日立:仏独高速鉄道で新幹線の受注獲得目指す-TGVなどに対抗
11月26日(ブルームバーグ):日立製作所が、フランスの高速鉄道車両の製造入札に参加することが分かった。同国のTGVに対抗し、世界最大の欧州鉄道市場で新幹線の受注獲得を目指す。
日立の欧州鉄道部門の営業責任者、マック・モトラギ氏は、同社がフランスでTGVに替わり最新型の新幹線を提供すると述べた。TGVは仏鉄道車両製造大手アルストムが製造し、国営鉄道会社SNCFが運営している。現在日立が欧州の高速鉄道で車両を納入しているのは英国のみ。
モトラギ氏はインタビューで、「非公式な協議を行っている」とし、「フランス市場は常にアルストムの独壇場で、われわれが勝てるチャンスはそれほど大きくないかもしれない。だが、欧州で本格的に鉄道事業を展開するためには入札に参加する必要がある」と語った。

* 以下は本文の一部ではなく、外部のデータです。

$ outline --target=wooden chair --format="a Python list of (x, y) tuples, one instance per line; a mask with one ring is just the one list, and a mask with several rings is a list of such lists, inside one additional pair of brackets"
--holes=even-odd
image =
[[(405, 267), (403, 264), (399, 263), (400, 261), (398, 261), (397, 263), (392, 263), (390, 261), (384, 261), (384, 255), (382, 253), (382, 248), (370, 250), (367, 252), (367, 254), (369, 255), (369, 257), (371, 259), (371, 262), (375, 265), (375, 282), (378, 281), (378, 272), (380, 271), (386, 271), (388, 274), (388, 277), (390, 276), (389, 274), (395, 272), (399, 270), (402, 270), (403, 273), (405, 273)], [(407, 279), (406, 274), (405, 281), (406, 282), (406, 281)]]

また同氏は、SNCFが新車両の製造コストについて懸念を示しており、これが日立の仏市場参入を後押しする可能性があると指摘。SNCFは来年、入札参加を募る見込みだと付け加えた。日立はこのほか、ドイツでも高速鉄道ICEの旧型に替わる車両で受注獲得を目指す。ICEは、欧州最大のエンジニアリング会社である独シーメンスが製造している。
モトラギ氏は「日立が欧州で積極的なのは明白で、複数の鉄道運営会社から打診を受けている」とし、「高速鉄道は欧州全体で速いペースで拡大しており、われわれもそれにかかわりたいと考えている。非常に現実的な話だ」と述べた。